Account takeover protection
Rupt offers a comprehensive account takeover protection solution. Rupt understands if the account is being accessed from a new device or geo-location, or if the account is being used in an unusual way. If so, Rupt will recommend that you challenge or block the login attempt.
This feature operates under the Zero Trust security model. This is why none of the information about the devices or accounts is seen by the client. The client only gets a hash array that can be used to complete the identification on the server side.
How to use Rupt for account takeover protection
Browser side
- Install the Rupt Browser SDK:
yarn add rupt
#OR
npm install rupt
- Include the Rupt Browser SDK on the authentication page:
import Rupt from "rupt";
Or include the Rupt Browser SDK from a CDN:
<script src="https://cdn.rupt.com/browser/latest/rupt.js"></script>
- Call the
getHashmethod from the browser SDK:
const fingerprintHash = await Rupt.getHash();
This returns a fingerprint hash array which can be used to identify the browser.

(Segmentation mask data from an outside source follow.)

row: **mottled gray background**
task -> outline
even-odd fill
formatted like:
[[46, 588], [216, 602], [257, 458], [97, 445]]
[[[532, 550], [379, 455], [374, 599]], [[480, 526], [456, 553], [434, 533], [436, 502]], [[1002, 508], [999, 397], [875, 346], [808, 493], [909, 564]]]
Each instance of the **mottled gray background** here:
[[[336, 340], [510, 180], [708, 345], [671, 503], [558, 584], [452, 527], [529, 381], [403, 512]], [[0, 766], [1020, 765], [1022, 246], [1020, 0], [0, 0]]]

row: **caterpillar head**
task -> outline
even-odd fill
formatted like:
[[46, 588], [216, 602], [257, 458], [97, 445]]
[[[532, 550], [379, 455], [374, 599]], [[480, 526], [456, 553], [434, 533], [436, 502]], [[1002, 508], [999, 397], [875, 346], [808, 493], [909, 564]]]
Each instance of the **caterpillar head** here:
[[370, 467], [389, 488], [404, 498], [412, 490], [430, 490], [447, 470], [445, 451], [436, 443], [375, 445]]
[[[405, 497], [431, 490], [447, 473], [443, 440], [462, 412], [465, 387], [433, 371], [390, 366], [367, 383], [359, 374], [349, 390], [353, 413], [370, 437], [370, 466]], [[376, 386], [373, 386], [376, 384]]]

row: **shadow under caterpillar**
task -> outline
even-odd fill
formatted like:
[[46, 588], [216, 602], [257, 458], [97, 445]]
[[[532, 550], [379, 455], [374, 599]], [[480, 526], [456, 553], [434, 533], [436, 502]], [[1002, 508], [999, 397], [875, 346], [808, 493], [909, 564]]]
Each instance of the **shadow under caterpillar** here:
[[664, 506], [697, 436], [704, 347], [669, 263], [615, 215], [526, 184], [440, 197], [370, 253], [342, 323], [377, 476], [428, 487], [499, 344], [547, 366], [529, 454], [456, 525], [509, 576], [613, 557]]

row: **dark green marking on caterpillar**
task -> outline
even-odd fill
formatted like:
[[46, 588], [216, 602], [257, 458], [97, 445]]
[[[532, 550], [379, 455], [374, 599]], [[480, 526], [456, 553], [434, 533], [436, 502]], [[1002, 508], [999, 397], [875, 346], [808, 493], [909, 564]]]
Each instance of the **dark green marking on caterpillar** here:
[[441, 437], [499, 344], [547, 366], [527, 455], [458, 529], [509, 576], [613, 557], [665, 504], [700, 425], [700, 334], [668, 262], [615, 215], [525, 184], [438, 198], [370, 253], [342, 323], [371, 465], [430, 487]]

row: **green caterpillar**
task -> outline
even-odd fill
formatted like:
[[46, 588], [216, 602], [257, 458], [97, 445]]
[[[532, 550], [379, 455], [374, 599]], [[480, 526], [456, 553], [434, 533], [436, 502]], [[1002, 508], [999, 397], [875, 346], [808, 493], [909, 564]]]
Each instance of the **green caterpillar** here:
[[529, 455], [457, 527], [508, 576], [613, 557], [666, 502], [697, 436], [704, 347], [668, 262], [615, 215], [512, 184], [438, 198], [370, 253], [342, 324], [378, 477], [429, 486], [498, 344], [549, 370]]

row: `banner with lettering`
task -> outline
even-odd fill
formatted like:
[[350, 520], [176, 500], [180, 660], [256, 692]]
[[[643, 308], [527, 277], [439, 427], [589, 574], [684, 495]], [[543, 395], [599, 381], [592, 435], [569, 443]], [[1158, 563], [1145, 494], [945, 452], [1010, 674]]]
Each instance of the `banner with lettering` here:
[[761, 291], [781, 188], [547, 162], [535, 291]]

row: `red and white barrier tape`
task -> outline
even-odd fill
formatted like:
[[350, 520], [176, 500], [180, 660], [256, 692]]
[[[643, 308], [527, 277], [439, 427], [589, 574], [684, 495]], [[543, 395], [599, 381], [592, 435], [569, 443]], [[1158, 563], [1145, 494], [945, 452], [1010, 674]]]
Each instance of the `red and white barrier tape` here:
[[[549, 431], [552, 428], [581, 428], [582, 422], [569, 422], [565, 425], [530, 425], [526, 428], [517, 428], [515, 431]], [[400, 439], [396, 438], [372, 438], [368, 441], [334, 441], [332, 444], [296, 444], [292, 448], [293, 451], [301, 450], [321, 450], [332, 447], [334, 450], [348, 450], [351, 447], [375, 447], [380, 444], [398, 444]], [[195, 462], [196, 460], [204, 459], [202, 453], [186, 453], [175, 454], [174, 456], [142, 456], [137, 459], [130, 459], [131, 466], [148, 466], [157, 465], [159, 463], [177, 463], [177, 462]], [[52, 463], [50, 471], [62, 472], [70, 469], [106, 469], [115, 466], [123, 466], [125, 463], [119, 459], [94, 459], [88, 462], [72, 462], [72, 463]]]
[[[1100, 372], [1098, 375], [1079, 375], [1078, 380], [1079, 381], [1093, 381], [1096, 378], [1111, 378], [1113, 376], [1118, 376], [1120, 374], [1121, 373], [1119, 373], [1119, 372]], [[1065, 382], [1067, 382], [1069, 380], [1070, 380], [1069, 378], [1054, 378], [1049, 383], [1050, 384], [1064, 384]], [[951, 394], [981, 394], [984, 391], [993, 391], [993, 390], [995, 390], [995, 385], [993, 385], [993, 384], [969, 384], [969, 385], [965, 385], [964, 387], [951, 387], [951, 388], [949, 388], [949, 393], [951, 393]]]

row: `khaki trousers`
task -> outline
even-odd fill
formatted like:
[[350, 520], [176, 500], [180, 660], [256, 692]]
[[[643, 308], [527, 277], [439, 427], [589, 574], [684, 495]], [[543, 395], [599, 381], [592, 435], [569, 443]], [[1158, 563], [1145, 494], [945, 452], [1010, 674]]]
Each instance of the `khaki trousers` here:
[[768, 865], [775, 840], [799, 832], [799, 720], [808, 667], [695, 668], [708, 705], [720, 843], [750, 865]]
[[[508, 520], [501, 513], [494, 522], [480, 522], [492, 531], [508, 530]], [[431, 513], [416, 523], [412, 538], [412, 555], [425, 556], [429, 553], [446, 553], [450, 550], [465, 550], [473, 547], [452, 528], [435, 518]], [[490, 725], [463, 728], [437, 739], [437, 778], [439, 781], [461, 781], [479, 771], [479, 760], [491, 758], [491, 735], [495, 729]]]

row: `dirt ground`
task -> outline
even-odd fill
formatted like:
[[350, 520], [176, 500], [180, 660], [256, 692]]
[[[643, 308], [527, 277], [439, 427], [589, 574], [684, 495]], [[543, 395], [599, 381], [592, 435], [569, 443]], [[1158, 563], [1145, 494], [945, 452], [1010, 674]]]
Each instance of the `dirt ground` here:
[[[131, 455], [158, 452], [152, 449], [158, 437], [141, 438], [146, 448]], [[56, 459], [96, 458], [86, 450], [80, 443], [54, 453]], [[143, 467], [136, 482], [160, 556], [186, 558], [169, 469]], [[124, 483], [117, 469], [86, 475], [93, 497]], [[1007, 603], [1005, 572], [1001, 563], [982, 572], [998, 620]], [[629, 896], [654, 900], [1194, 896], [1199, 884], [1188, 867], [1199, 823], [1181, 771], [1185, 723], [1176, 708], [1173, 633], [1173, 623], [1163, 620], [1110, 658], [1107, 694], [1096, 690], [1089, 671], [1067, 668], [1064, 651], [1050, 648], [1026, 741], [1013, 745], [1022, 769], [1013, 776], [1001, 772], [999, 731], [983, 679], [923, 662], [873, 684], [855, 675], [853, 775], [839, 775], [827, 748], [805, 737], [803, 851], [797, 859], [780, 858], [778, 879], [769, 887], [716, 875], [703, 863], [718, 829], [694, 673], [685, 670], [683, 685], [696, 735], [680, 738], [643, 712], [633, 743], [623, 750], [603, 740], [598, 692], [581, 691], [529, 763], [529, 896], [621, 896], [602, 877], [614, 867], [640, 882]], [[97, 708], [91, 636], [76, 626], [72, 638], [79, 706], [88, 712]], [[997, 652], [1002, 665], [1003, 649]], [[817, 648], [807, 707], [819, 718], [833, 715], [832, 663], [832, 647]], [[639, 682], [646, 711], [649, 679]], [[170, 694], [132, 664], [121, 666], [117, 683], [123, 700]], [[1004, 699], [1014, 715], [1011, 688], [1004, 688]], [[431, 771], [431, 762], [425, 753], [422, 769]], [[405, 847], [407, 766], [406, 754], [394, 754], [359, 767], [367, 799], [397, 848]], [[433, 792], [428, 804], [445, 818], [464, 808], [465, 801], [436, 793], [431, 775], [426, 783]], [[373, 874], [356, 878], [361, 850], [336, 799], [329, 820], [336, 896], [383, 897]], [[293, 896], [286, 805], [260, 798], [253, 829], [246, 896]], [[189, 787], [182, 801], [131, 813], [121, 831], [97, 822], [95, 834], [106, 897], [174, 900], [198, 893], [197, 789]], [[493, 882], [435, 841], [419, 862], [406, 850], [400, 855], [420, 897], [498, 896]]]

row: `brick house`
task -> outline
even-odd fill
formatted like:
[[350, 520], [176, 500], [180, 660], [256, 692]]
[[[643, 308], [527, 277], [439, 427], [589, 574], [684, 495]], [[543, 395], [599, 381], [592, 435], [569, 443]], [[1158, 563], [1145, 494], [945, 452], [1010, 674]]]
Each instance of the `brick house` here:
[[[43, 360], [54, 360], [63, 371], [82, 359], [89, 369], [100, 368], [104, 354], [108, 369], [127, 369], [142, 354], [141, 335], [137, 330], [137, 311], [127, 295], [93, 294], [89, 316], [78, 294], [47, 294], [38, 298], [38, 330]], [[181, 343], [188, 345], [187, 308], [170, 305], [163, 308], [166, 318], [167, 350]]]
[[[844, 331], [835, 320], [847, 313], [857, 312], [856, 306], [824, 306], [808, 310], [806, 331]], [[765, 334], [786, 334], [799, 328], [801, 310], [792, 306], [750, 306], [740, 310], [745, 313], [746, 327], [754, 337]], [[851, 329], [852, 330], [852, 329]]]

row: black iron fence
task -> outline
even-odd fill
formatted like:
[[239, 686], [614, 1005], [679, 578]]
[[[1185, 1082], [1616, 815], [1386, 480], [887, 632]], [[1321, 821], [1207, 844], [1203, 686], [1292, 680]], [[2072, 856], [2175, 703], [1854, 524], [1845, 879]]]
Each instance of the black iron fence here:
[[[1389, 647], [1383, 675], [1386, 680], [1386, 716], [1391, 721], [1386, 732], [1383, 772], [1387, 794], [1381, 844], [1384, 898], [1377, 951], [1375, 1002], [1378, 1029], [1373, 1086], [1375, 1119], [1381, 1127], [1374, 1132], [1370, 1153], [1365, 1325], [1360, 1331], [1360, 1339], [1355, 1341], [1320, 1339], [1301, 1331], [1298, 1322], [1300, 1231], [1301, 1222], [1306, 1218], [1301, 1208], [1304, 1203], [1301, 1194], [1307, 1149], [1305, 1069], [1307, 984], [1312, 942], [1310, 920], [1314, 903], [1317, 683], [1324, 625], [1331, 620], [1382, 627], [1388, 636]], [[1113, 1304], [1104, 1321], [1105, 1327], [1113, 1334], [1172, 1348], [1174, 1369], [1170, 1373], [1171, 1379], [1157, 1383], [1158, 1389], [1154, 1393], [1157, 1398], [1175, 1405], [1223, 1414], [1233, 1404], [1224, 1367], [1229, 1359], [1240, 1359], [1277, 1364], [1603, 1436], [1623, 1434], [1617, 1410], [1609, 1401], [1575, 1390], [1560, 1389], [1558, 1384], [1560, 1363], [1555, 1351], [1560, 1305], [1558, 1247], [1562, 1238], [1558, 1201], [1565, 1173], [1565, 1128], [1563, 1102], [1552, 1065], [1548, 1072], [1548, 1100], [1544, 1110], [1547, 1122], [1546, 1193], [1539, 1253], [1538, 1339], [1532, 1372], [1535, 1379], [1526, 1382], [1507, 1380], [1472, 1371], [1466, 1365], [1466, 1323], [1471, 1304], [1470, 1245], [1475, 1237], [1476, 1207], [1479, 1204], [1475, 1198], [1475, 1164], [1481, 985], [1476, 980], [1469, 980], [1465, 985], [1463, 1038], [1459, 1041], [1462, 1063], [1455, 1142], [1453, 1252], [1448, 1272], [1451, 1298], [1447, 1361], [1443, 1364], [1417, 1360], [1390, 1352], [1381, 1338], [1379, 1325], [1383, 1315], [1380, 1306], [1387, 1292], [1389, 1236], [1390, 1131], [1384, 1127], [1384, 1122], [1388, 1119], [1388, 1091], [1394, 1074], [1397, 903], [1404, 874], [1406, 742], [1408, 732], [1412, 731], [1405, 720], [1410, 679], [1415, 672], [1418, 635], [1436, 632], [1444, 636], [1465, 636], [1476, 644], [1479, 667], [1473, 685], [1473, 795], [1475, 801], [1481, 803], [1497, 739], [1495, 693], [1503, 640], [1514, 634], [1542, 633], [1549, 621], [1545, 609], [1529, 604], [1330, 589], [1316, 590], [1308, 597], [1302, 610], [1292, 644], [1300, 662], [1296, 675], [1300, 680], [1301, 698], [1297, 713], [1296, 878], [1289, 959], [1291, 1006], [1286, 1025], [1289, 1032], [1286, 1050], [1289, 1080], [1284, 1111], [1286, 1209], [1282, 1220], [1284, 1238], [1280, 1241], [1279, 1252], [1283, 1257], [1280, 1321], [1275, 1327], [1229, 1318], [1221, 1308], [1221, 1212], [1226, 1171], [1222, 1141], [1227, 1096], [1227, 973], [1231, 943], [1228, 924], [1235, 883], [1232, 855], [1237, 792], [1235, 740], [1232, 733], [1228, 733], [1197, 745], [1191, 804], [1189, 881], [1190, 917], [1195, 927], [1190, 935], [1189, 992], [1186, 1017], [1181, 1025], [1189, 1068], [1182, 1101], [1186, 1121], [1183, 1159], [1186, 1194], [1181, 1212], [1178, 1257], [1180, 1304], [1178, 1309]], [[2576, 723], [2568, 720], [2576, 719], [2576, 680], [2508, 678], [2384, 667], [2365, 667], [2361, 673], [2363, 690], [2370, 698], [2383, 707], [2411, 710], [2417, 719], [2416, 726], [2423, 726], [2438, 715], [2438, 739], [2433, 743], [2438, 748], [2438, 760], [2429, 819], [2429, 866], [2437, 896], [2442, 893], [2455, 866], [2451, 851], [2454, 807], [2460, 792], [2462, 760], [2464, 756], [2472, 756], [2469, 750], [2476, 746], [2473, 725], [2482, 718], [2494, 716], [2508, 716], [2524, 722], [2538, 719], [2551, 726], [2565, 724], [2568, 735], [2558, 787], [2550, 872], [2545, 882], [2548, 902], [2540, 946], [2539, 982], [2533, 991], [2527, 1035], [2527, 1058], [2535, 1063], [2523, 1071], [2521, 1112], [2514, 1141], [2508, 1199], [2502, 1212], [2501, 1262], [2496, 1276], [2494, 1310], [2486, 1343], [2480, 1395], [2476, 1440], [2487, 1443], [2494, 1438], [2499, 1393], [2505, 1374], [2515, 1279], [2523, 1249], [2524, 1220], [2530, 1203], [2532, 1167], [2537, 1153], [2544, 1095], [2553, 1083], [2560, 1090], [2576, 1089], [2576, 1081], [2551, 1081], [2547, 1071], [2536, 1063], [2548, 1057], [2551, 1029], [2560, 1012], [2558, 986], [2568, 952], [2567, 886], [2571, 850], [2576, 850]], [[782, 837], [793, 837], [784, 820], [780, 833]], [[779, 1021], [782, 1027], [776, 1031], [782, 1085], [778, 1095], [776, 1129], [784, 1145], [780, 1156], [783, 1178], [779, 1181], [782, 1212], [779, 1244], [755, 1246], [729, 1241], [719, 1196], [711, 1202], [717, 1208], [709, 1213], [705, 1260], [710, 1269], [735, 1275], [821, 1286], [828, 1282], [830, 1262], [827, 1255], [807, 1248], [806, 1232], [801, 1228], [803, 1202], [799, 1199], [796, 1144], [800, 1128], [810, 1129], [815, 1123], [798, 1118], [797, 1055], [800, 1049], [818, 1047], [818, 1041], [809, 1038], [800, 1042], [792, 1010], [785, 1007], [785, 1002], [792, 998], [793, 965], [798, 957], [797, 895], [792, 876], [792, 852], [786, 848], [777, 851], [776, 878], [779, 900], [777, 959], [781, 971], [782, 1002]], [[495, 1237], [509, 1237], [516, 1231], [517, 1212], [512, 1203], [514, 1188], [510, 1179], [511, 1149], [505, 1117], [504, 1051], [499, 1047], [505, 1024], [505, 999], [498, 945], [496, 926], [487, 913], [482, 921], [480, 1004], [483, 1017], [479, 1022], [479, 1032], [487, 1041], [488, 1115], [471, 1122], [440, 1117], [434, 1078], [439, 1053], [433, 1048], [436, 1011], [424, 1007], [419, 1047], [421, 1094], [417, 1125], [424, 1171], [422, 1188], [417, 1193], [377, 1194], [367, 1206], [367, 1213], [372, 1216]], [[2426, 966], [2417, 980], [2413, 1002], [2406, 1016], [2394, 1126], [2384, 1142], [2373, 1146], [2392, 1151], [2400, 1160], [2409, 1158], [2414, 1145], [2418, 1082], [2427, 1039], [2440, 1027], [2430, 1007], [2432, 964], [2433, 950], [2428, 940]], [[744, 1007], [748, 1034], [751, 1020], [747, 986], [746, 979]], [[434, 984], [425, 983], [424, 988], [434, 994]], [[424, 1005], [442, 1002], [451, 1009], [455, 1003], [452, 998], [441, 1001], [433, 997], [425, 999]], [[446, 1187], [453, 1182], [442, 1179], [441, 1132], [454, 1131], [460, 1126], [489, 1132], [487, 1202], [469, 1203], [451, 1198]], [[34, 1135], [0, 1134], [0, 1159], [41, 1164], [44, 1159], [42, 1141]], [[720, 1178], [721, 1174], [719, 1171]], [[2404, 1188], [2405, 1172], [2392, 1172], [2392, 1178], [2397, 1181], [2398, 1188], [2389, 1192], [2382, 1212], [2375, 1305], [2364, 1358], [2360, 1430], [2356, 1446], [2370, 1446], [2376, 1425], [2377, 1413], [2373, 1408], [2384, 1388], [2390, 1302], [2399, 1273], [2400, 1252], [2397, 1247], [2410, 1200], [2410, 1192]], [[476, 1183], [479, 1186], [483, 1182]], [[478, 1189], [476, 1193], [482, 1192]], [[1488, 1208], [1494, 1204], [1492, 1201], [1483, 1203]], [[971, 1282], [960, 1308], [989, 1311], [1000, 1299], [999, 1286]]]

This hash should be sent to the server side in your authentication flow. For more information, see retrieve a device hash.
Server side
- Include the Rupt Node SDK:
yarn add @ruptjs/core
#OR
npm install @ruptjs/core
- Initialize the Rupt Node SDK with your project API secret:
import Rupt from "@ruptjs/core";
const rupt = new Rupt("API_SECRET");
3.1. Call the evaluate method from the Node SDK using the login action and the fingerprint hash and other user information in your authentication flow:
const res = await rupt.evaluate({
action: "login",
user: "USER_ID",
fingerprint: REQUEST_HASH,
ip: "IP_ADDRESS",
email: "EMAIL",
phone: "PHONE",
metadata: {
key: "value",
},
});
curl -X POST https://api.rupt.com/v2/devices/evaluate \
-H "Authorization: Bearer API_SECRET" \
-H "Content-Type: application/json" \
-d '{"action": "login", "user": "USER_ID", "fingerprint": "REQUEST_HASH", "ip": "IP_ADDRESS", "email": "EMAIL", "phone": "PHONE", "metadata": {"key": "value"}}'
4.2. Rupt returns a response that looks like this:
{
"verdict": "challenge",
"fingerprint_id": "xxxxxxxx-xxxx-xxxx-xxxx-xxxxxxxxxxxx",
"reasons": ["new_device", "new_ip"],
"challenge_id": "xxxxxxxx-xxxx-xxxx-xxxx-xxxxxxxxxxxx",
}
The verdict will be either challenge, allow, restrict, challenge_and_restrict, or deny. The challenge_id can be used to perform a two-factor authentication challenge using the send challenge code method. For more information, see send a challenge code.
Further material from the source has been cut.